Post-Imperial Orthodoxy

This morning I read a quotation from my well worn copy of The Orthodox Church by Fr. Sergius Bulgakov, and I wanted to share it with you. Writing “by the rivers of Babylon,” so to speak, exiled from Soviet Russia and tending to the Orthodox Christians in Paris, Bulgakov writes about the way church and state have related in the past and they way they should relate in the future.

The Church’s methods of influence change; the work is no longer done outside, from above, but from within, from below, from the people and by the people. The representation of the people by the Christian sovereign, in force at the time of the Orthodox Empire, no longer exists; the laity participate in the life of the Church, without any intermediary, so that the Church influences the state in a democratic way. But it is a democracy of souls. New dangers, new difficulties arise in this way, analogous to those which existed at the time of the alliance between Church and state. The Church m ay be led to interfere in party politics; the latter, in its turn, may divert the Church from its true path. But an essential advantage remains; the Church exercises its influence on souls by the way of liberty, which alone corresponds to Christian dignity, not by that of constraint. Constraint leads more quickly to certain results, but it carries with it its own punishment. Contemporary history in both East and West proves this.

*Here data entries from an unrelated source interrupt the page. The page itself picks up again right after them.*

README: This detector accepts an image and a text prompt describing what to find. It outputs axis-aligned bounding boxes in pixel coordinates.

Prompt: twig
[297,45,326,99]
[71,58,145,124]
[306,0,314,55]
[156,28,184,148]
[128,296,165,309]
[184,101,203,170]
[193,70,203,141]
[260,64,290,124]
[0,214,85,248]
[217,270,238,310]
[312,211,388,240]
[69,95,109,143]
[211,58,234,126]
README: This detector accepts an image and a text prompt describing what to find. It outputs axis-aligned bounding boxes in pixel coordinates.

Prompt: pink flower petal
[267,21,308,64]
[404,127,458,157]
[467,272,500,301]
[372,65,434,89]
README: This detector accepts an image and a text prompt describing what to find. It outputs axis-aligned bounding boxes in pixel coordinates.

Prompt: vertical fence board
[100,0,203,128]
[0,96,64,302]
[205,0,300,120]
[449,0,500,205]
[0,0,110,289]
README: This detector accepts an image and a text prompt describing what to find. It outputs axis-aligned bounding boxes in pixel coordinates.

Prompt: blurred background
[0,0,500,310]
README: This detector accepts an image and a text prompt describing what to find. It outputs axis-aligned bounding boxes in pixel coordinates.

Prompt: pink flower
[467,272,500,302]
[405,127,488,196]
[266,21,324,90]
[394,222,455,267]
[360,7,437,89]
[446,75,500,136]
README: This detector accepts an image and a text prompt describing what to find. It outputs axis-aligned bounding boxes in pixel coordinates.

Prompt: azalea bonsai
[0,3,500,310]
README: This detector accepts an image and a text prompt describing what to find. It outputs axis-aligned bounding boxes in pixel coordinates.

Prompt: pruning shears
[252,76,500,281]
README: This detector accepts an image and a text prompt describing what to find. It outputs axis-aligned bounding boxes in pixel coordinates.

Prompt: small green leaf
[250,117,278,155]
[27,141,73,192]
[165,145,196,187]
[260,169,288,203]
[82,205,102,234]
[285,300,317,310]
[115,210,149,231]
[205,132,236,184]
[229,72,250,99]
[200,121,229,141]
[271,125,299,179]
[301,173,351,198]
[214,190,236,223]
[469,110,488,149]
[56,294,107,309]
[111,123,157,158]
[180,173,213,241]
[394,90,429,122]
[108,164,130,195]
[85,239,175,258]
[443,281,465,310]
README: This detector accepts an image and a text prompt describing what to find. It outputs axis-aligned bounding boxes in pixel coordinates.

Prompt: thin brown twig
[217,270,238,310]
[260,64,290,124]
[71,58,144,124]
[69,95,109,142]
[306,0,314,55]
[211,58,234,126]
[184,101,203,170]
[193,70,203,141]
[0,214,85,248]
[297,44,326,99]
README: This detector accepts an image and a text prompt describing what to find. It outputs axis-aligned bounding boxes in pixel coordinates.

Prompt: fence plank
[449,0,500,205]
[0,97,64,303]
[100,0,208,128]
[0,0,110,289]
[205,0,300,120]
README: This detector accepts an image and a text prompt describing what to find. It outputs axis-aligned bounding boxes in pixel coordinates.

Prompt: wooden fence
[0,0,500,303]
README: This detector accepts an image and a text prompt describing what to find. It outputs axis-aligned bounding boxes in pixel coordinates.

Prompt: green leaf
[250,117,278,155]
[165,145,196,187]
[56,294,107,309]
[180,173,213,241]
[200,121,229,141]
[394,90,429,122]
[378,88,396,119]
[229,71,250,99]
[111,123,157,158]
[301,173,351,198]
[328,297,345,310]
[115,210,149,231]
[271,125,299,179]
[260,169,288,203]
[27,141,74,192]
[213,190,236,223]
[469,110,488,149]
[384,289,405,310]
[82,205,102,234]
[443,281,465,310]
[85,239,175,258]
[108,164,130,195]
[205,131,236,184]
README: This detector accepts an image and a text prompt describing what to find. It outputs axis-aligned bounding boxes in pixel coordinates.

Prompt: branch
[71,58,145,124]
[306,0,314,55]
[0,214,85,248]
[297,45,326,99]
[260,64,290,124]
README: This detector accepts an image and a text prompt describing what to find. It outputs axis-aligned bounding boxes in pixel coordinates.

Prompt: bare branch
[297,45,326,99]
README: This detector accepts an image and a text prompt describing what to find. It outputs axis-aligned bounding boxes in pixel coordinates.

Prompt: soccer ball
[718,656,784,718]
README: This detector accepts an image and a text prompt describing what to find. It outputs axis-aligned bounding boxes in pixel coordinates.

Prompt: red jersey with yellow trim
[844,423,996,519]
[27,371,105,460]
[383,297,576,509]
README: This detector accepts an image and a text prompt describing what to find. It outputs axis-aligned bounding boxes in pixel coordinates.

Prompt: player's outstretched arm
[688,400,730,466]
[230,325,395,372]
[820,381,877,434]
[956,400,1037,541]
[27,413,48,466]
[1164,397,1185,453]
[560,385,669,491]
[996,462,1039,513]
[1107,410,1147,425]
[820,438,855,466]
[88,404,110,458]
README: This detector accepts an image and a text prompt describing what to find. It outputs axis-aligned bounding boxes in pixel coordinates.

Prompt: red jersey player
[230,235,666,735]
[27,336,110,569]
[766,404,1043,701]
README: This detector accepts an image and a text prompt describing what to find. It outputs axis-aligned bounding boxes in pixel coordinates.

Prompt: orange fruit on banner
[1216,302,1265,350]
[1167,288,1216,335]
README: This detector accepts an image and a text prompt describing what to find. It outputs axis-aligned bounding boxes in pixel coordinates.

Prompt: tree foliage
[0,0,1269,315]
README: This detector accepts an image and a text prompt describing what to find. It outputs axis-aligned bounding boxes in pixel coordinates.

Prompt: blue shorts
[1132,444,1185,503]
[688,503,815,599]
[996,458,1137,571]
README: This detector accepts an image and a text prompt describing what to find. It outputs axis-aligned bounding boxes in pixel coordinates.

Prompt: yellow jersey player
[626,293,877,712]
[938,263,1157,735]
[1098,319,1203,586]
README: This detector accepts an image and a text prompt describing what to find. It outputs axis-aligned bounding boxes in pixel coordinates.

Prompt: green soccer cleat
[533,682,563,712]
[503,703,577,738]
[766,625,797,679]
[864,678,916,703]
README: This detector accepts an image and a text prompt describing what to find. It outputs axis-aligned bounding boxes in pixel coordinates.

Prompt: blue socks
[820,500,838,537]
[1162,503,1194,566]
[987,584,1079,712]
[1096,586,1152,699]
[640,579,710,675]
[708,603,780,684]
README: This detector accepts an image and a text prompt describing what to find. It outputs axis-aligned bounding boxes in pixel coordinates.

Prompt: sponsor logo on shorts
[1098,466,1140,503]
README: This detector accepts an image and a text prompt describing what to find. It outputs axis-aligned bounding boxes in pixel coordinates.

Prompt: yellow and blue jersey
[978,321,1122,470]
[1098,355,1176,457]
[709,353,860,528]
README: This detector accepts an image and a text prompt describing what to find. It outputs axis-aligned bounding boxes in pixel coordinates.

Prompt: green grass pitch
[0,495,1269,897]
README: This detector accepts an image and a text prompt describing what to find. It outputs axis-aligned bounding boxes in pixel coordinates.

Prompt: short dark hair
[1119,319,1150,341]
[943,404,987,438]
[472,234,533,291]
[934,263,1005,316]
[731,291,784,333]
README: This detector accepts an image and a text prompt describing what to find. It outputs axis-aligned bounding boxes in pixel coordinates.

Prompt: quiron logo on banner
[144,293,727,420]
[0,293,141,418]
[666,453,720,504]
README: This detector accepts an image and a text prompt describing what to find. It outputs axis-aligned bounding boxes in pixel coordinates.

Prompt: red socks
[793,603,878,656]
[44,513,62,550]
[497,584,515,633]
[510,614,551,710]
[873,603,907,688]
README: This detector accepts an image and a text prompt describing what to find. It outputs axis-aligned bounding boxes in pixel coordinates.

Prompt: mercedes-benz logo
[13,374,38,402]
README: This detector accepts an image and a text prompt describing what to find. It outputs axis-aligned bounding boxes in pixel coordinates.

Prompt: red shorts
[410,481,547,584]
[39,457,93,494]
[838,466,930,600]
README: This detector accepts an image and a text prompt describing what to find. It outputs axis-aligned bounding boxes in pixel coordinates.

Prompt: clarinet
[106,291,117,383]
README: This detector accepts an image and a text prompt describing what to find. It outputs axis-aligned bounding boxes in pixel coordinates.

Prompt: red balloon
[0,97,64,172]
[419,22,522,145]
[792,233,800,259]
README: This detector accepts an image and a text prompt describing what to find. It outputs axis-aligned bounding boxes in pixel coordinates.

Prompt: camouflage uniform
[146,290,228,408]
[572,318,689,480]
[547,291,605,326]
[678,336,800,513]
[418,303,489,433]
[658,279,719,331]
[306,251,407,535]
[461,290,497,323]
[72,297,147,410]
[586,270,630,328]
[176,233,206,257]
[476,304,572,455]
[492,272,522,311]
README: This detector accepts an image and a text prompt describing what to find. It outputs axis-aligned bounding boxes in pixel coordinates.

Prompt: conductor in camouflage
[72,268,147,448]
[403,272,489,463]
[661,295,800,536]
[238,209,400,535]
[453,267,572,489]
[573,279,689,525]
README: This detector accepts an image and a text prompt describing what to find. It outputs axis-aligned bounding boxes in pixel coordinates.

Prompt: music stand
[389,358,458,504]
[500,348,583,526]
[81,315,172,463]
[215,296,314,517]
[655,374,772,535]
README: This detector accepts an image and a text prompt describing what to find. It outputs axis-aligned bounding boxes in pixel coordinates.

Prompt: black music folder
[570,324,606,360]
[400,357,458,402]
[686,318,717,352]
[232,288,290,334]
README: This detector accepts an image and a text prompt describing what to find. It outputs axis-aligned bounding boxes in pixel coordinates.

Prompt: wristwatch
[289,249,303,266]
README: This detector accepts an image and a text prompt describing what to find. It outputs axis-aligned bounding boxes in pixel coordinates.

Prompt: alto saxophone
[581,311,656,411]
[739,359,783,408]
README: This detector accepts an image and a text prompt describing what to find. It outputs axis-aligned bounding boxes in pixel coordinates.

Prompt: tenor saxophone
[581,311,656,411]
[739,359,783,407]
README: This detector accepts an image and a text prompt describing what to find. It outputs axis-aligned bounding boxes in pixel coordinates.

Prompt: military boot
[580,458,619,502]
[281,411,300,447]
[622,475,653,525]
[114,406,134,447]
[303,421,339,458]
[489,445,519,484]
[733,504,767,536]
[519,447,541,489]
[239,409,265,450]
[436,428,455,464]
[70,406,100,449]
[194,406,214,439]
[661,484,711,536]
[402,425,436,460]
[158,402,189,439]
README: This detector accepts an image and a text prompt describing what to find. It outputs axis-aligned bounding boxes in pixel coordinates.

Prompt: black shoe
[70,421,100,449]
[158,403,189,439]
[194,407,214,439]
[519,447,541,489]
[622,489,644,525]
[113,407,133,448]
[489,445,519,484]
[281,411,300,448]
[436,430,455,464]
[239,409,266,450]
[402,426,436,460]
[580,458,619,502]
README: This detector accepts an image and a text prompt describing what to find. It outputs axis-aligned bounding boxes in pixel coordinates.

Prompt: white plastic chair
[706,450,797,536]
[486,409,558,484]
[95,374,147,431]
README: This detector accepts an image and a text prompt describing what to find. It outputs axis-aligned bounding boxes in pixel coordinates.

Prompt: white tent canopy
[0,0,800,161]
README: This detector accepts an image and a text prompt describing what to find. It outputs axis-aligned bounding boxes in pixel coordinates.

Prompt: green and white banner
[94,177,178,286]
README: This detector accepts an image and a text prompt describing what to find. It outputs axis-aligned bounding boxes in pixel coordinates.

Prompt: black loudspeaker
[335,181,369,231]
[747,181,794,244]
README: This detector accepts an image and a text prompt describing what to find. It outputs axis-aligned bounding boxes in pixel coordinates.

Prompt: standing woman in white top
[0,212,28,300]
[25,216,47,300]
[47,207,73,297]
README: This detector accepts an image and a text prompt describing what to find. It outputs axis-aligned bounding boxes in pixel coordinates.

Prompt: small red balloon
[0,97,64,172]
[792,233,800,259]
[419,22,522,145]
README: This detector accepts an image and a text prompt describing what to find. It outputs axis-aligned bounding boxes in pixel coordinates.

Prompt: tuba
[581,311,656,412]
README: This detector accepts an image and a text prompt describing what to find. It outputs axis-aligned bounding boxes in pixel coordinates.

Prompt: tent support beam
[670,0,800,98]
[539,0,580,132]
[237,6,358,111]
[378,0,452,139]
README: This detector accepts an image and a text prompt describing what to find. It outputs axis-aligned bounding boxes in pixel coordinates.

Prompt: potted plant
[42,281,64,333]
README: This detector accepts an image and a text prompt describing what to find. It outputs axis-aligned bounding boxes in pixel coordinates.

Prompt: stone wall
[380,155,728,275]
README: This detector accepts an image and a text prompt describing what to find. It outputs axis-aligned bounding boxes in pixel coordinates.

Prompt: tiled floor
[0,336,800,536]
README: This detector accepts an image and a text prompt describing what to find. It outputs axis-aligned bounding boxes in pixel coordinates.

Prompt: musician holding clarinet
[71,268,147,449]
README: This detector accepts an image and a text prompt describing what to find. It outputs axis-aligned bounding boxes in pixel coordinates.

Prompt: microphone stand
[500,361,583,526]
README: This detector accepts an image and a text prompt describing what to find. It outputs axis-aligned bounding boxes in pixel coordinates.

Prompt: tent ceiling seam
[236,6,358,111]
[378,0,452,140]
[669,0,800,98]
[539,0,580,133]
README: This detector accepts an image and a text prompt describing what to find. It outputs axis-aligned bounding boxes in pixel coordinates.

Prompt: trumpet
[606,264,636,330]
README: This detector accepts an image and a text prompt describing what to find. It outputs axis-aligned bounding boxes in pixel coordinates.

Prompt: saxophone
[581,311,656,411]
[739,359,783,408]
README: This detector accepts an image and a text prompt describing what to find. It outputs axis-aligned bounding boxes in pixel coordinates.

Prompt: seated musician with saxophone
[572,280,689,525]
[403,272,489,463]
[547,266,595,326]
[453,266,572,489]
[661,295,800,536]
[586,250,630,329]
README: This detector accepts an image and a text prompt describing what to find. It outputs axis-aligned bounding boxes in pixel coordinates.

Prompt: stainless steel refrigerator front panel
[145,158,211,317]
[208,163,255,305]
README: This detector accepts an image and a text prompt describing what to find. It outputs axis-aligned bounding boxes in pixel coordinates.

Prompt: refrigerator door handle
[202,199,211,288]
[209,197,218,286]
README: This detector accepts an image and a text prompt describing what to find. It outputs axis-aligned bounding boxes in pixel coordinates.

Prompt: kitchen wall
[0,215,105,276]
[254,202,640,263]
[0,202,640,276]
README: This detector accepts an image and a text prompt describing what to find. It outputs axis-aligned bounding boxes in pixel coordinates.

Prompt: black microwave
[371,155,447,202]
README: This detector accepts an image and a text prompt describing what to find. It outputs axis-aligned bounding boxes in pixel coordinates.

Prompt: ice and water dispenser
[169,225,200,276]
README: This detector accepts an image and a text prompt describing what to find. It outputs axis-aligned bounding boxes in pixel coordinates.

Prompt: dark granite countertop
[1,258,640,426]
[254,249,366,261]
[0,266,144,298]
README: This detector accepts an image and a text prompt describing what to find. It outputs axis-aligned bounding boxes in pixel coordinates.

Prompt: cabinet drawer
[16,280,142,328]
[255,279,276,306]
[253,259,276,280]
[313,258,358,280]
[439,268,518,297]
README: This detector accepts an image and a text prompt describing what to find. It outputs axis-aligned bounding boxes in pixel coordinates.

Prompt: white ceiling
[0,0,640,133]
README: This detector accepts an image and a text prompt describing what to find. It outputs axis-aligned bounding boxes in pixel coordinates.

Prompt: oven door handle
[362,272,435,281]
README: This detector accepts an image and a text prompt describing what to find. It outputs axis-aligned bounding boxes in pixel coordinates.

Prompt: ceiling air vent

What I like about this quote is that it points a way for Orthodox Christians to think about politics in a post-imperial situation. I have noticed that some of us have a tendency to idealize the past, as if being Orthodox requires we have a Christian emperor (which of course meant that the church did not exist until Constantine passed the Edict of Milan in 313).

The other tendency I have noticed is similar, and Bulgakov predicted it. Those of us who came to Orthodoxy from Evangelical traditions want to have a Christian nation by force of law. I see many of “my people” repeating the mistakes of the past, and it saddens me.

Bulgakov is describing something a little different. To put it rather simply, I see him talking more about the witness of the church in the world. The church is the body of Christ, extended into the world. Our mission is to draw the world to Christ through us.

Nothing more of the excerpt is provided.